[← Back to Reviews Index](../Stewards%20Reviews%20Index.md)

# Security Review — Azure-AI-RAG-CSharp-Semantic-Kernel-Functions

| Field | Value |
|---|---|
| **Project** | Azure-AI-RAG-CSharp-Semantic-Kernel-Functions |
| **Review Date** | 2026-03-21 |
| **Steward** | Security Steward |
| **Layers Audited** | C# ASP.NET Core API, Python Azure Function, React frontend, Bicep infrastructure |
| **Critical** | 5 |
| **Notable** | 7 |
| **Minor** | 3 |
| **Info** | 2 |
| **Total** | 17 |

---

## 1. Security Posture Overview

The project is an Azure-hosted RAG chatbot consisting of four layers: a C# ASP.NET Core API (`ChatAPI`), a Python Azure Function (`DocumentLoaderFunction`), a React SPA frontend, and Bicep infrastructure definitions.

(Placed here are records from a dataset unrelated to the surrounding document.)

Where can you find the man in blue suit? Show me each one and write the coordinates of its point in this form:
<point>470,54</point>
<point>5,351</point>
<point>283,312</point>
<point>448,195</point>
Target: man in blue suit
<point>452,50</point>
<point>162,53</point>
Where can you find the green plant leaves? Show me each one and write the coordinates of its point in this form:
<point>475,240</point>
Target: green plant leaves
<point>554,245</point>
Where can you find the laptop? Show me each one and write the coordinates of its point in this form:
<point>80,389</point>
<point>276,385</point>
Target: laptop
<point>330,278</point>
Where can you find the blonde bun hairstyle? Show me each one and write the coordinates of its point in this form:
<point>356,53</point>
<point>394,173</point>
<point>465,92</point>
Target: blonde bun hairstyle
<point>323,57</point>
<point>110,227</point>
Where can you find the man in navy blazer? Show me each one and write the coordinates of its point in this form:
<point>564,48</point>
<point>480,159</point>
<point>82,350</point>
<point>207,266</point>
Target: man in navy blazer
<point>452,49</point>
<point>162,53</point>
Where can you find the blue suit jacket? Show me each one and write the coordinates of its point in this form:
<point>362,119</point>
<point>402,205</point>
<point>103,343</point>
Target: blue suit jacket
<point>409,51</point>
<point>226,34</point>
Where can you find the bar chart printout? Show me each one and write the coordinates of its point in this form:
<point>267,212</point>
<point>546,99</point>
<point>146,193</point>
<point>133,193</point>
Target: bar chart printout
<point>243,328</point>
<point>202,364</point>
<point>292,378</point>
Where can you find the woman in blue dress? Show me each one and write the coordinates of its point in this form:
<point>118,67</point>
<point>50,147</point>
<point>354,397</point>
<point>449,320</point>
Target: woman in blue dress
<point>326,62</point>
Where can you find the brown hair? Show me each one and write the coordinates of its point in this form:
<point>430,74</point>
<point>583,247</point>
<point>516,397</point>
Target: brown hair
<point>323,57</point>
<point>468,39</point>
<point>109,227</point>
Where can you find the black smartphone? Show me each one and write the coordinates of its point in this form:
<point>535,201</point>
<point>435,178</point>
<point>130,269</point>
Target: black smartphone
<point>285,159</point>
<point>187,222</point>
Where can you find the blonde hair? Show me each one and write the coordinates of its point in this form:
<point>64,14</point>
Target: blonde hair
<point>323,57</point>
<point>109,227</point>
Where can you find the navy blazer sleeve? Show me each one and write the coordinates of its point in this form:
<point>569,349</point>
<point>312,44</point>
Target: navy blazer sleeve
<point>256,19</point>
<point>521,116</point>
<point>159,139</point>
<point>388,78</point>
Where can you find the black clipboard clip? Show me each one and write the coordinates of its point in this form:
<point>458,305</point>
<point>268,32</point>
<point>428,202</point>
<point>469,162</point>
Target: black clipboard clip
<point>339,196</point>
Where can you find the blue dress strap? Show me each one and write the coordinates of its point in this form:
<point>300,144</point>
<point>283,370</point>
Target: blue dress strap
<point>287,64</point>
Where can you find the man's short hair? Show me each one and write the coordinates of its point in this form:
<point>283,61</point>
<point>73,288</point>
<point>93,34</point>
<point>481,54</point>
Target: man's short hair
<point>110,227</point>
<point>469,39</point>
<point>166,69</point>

The application uses Azure Managed Identity for most service-to-service authentication, which is a strong baseline. However, several significant security gaps exist across all four layers that must be addressed before this system is suitable for production exposure.

The most urgent concerns are:

- **No authentication or authorization** on any API endpoint — the chat and session endpoints are completely public.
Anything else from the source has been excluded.